Ses coursiers volaient comme s’ils avaient des ailes. et lui chantait, afin de les encourager : « Allez Tornade ! Allez Danseur ! Allez, Furie et Fringuant ! En avant Comète et Cupidon ! Allez Éclair et Tonnerre ! Tout droit vers ce porche, tout droit vers ce mur ! Au galop au galop mes amis ! au triple galop ! »
Pareils aux feuilles mortes, emportées par le vent, qui montent vers le ciel pour franchir les obstacles, les coursiers s’envolèrent, jusqu’au dessus de ma tête, avec le traîneau, les jouets et même le Père Noël. Peu après j’entendis résonner sur le toit le piétinement fougueux de leurs petits sabots.
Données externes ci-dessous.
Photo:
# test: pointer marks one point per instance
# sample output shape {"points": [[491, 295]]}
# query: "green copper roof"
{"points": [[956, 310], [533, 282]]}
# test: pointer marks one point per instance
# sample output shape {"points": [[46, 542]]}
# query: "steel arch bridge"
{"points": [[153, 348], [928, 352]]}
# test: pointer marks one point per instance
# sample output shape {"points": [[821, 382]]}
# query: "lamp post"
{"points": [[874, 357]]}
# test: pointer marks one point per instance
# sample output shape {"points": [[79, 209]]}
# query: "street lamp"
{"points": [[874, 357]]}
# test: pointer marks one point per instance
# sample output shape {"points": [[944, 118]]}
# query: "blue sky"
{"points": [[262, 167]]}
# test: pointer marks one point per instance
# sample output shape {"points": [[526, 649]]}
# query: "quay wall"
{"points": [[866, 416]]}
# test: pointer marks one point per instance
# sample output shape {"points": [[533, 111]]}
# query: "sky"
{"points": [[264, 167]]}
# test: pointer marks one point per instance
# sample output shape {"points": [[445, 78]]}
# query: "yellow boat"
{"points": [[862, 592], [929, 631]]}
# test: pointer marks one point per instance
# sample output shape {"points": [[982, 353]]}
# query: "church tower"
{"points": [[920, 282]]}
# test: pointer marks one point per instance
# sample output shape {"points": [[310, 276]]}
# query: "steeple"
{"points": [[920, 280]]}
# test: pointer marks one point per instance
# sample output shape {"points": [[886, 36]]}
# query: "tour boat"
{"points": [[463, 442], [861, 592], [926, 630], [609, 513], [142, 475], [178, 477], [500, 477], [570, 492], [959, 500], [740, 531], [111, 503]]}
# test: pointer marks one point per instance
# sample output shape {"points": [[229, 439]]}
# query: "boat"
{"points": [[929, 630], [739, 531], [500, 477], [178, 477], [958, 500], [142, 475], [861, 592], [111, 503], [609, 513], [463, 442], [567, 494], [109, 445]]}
Une fois la fenêtre refermée, je me retournais, juste quand le Père Noël sortait de la cheminée. Son habit de fourrure, ses bottes et son bonnet, étaient un peu salis par la cendre et la suie. Jeté sur son épaule, un sac plein de jouets, lui donnait l’air d’un bien curieux marchand. Il avait des joues roses, des fossettes charmantes, un nez comme une cerise et des yeux pétillants, une petite bouche qui souriait tout le temps, et une très grande barbe d’un blanc vraiment immaculé. De sa pipe allumée coincée entre ses dents, montaient en tourbillons des volutes de fumée. Il avait le visage épanoui, et son ventre tout rond sautait quand il riait, comme un petit ballon.

Il était si dodu, si joufflu, cet espiègle lutin, que je me mis malgré moi à rire derrière ma main. Mais d’un clin d’œil et d’un signe de la tête, il me fit comprendre que je ne risquais rien. Puis sans dire un mot, car il était pressé, se hâta de remplir les bas, jusqu’au dernier, et me salua d’un doigt posé sur l’aile du nez, avant de disparaître dans la cheminée.

Je l’entendis ensuite siffler son bel équipage. Ensemble ils s’envolèrent comme une plume au vent. Avant de disparaître le Père Noël cria : « Joyeux Noël à tous et à tous une bonne nuit »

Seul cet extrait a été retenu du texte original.